Lansing Mayor Andy Schor also paid his respects, remembering Whiston’s smile and respectfulness after he met him while working for state Sen. Gary Peters.

“We became fast friends. When I ran for office, he always supported me,” Schor said. “First for County Commission, then for the House, then for mayor. When he was up for state superintendent of education, I emphatically supported his candidacy and was thrilled when he was appointed. It was so great to work with him on behalf of the children of Michigan, and he was making great progress. The state has lost a fierce advocate for our kids, and I have lost a good friend. I offer my condolences to the Whiston family. Rest in peace, Brian. And thanks for all that you have done for our children here in Michigan.”

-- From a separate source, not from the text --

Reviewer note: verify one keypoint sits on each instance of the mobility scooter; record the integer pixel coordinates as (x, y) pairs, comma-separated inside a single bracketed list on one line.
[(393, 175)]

Visitation for Whiston will be Wednesday and Thursday from 2 to 8 p.m at the Riverside Chapel, Simpson-Modetz Funeral Home, 5630 Pontiac Lake Road in Waterford.

Visitation will continue at St. Perpetua Church, 134 Airport Road in Waterford, at noon May 11 until the funeral mass at 1 p.m.

Memorials can be made to the Juvenile Diabetes Research Fund, the Waterford Foundation for Public Education or to the Dearborn Foundation.

Whiston leaves his wife, Beth, in addition to three children, five grandchildren, and he was preceded in death by two children.